Esther Haywood Petyarre

The late artist Gloria Petyarre began a stylistic movement that continues until this day. In 1999, Petyarre became amongst the first Aboriginal artists to win a major award at an East Coast public Gallery when she won the Wynne Prize for Landscape Painting at the AGNSW with her multi-panel work, Leaves.

Petyarre’s granddaughter Esther Haywood continues her grandmother’s tradition – handling the skill of painterly movement as dextrously as Petyarre did, and continuing her significant work also as a colourist.

Emily Pwerle, Charmaine Pwerle, Lizzie Moss Pwerle

Emily Pwerle (now aged in her late 90s) is a sister to the late Minnie Pwerle, who became an art star in her 80s from 2006. Emily Pwerle continues to paint women’s stories of ceremony.
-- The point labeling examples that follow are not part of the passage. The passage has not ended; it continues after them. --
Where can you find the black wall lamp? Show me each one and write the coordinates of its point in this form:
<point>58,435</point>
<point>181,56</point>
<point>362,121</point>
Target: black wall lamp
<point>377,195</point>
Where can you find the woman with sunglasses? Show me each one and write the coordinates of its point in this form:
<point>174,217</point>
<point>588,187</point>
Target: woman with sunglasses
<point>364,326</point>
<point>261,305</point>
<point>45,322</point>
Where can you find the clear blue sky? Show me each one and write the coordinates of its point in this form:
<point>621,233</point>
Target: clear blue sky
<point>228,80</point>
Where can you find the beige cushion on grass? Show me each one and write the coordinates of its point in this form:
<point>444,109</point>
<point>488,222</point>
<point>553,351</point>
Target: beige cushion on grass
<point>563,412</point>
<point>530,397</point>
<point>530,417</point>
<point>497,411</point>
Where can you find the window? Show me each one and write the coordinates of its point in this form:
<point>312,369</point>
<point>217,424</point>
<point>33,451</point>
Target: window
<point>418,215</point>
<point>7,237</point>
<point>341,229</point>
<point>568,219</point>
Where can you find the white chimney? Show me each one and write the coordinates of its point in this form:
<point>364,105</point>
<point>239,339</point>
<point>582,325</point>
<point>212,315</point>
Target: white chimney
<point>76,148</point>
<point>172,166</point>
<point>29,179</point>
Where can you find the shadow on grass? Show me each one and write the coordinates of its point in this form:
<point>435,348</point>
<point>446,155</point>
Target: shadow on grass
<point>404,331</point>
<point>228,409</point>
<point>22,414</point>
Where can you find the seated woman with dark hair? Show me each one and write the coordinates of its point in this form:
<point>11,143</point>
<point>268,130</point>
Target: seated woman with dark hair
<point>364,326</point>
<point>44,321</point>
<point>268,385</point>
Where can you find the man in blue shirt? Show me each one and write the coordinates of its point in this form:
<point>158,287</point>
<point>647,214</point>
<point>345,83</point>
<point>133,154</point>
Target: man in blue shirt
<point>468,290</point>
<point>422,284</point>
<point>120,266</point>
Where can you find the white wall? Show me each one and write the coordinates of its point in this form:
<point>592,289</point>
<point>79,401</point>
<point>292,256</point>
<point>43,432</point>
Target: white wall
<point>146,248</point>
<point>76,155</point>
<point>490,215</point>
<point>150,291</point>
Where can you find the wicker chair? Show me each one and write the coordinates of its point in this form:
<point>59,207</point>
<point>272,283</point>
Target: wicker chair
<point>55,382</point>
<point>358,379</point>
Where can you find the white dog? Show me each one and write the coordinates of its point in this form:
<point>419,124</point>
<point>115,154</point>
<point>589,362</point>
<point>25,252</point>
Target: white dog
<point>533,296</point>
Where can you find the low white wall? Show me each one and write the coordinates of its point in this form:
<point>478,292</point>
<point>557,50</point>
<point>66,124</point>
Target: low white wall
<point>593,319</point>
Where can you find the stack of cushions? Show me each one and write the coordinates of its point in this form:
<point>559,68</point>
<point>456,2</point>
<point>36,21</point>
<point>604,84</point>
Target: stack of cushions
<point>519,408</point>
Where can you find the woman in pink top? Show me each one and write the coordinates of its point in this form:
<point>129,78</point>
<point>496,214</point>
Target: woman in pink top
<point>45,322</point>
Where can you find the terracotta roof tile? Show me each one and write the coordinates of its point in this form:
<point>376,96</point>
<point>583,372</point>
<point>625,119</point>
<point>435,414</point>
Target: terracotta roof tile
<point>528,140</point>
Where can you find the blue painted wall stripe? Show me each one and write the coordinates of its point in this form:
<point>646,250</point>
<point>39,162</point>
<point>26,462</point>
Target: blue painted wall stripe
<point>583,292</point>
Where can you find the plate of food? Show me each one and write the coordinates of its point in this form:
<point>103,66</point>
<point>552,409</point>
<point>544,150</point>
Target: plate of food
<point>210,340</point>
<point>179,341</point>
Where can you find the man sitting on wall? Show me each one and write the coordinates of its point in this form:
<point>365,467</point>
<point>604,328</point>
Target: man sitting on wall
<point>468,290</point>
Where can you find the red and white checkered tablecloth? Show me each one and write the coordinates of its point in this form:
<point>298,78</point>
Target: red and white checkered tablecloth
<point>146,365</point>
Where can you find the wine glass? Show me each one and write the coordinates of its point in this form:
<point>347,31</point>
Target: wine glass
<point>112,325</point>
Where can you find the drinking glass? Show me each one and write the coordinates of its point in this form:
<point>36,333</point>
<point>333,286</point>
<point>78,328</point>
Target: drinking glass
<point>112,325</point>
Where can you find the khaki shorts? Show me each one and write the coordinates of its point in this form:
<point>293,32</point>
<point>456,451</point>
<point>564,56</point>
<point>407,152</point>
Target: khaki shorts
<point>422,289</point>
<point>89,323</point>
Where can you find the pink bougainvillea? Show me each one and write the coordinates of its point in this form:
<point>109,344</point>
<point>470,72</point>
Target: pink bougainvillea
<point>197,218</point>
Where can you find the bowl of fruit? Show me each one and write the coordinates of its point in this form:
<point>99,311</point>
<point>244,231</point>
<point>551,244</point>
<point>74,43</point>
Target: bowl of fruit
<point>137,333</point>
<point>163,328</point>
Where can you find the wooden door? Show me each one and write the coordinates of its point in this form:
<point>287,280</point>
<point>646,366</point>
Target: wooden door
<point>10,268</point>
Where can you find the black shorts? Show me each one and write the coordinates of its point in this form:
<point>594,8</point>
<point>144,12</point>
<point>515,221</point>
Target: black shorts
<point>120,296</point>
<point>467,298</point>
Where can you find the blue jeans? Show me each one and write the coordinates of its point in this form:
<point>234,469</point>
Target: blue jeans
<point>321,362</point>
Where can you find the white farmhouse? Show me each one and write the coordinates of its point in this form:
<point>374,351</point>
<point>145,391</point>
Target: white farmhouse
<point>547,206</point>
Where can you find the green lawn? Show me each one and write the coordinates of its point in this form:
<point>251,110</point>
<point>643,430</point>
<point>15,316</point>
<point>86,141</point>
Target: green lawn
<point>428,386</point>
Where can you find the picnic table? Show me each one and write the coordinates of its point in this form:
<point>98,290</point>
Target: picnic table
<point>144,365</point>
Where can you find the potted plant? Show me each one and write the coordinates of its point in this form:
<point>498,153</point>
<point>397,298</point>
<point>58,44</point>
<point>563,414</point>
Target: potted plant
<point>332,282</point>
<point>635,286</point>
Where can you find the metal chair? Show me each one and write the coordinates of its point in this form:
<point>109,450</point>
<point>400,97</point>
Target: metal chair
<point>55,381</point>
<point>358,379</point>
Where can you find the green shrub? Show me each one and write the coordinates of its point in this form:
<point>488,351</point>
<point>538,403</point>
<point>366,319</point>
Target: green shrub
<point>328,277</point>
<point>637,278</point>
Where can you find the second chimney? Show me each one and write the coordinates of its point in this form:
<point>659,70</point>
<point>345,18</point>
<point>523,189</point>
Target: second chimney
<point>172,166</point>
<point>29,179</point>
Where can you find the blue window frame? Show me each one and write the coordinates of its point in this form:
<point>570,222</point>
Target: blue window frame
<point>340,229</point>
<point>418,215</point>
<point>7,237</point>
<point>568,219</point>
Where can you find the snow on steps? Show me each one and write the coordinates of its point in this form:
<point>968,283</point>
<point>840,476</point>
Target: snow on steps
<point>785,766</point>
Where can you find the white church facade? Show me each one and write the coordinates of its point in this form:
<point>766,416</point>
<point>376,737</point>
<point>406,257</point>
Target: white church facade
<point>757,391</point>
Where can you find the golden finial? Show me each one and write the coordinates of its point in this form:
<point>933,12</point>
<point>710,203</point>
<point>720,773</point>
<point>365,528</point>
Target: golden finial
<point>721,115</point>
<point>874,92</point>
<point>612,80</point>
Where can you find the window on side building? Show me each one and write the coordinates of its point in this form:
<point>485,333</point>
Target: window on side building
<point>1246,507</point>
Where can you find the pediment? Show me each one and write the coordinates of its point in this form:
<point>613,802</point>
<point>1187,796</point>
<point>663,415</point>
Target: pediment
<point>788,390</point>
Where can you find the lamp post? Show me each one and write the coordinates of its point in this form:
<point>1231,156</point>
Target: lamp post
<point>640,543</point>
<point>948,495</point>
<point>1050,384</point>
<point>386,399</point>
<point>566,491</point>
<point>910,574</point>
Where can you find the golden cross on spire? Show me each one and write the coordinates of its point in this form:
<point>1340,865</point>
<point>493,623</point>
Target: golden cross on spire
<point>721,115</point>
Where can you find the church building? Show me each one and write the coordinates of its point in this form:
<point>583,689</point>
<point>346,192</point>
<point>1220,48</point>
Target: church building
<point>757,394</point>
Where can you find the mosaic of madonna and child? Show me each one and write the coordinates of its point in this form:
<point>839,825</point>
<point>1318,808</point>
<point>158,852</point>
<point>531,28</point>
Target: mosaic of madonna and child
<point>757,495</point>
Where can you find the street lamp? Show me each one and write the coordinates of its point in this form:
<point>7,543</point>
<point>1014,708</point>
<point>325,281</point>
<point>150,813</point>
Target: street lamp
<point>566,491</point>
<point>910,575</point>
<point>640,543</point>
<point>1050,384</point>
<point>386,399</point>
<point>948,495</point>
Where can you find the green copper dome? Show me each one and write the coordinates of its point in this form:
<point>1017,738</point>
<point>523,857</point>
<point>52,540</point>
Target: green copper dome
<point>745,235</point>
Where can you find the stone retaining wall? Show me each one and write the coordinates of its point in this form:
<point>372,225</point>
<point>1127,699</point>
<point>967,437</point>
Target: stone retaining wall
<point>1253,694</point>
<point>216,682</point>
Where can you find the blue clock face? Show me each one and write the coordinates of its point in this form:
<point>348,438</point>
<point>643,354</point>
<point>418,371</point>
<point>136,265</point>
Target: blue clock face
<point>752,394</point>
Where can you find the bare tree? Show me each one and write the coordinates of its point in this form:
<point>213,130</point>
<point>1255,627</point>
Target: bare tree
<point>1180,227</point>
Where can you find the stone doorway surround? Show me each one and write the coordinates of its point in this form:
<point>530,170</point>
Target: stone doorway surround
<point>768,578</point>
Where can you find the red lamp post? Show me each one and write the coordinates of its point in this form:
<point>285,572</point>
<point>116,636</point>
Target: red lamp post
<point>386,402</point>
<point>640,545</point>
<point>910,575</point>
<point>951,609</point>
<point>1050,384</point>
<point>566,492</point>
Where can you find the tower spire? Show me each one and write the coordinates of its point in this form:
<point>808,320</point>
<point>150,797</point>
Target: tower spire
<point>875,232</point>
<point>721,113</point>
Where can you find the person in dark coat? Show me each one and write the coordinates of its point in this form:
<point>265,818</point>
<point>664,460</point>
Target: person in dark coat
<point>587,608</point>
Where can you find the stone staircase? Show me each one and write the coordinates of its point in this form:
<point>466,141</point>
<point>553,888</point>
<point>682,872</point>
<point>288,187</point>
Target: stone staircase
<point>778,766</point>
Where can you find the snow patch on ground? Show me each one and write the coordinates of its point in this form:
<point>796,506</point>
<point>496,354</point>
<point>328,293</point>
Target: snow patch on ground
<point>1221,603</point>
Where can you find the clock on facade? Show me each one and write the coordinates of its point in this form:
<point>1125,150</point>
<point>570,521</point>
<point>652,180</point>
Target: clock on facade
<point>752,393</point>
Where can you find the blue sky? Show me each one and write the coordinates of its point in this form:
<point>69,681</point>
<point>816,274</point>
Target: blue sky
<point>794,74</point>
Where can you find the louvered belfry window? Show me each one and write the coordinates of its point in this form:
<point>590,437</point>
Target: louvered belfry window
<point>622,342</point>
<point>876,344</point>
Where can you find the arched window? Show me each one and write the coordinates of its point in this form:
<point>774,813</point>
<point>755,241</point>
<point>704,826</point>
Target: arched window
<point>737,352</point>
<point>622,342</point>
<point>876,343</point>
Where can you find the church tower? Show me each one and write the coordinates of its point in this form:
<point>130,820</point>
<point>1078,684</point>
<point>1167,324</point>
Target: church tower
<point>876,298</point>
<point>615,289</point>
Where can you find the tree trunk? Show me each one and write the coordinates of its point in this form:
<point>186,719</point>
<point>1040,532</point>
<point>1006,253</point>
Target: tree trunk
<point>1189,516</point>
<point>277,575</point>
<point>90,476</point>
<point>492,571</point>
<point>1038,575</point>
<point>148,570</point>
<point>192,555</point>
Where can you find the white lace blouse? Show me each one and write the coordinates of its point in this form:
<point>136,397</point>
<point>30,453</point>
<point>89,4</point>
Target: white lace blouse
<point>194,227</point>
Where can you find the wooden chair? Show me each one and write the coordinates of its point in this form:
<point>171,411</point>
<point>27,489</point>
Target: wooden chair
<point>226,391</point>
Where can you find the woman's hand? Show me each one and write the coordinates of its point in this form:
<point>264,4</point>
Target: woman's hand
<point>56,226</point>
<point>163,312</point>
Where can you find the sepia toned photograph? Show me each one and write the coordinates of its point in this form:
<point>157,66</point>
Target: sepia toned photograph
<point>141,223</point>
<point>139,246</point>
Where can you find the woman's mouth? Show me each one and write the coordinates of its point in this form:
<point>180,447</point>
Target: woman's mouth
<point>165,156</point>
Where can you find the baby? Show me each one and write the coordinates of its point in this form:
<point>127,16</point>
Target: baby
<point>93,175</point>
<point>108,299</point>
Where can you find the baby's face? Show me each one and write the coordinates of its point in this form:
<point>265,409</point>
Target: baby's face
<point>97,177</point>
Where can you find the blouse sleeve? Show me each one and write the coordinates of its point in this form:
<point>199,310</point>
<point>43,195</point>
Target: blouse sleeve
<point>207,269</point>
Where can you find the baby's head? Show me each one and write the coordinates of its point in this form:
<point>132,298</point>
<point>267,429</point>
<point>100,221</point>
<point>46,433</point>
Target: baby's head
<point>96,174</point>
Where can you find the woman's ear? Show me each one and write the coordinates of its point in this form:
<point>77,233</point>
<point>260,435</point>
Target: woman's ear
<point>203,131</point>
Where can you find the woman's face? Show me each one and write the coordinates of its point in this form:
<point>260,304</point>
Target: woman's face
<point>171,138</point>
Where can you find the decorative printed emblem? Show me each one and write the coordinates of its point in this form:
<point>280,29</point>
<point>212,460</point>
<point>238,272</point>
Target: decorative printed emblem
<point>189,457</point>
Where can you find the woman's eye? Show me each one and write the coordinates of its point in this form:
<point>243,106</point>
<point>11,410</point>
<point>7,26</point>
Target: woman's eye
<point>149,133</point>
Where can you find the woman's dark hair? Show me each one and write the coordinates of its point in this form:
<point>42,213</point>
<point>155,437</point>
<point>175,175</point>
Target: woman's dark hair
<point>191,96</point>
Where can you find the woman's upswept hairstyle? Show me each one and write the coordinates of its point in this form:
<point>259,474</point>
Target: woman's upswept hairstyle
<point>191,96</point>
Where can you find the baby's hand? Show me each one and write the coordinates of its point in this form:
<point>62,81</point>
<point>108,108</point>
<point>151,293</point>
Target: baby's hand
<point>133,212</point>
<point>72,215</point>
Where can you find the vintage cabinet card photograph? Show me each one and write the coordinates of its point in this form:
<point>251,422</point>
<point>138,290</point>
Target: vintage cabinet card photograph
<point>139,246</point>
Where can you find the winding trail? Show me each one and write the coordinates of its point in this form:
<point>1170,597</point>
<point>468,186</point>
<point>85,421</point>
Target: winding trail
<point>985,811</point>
Charmaine Pwerle – Minnie’s grand-daughter and Barbara Weir’s daughter – inherited her grandmother Minnie’s Awelye (women’s ceremonial stories) and brings her own energy and dynamism to paintings of Awelye. Lizzie Moss Pwerle is a first cousin of Minnie Pwerle and was part of Utopia’s early batik making projects. Her distinctive monochrome paintings depict the lines women paint on their bodies for ceremony.

Jeannie Mills Pwerle, Bernadine Kemarre, Caroline Petrick Ngwarreye, Lizzie Moss Pwerle, Selina Teece Pwerle

Senior artist Jeannie Mills Pwerle has become well known for her lush Yam dreaming paintings in which she loads the same brush with a mix of cleverly combined colours. Younger artists Bernadine Kemarre and Caroline Petrick Kngwarreye continue the tradition of bush medicine and seed dreaming paintings in new and distinctive styles while Selina Teece Pwerle creates luminous landscapes that depict the scale as well as detail of her beautiful lands.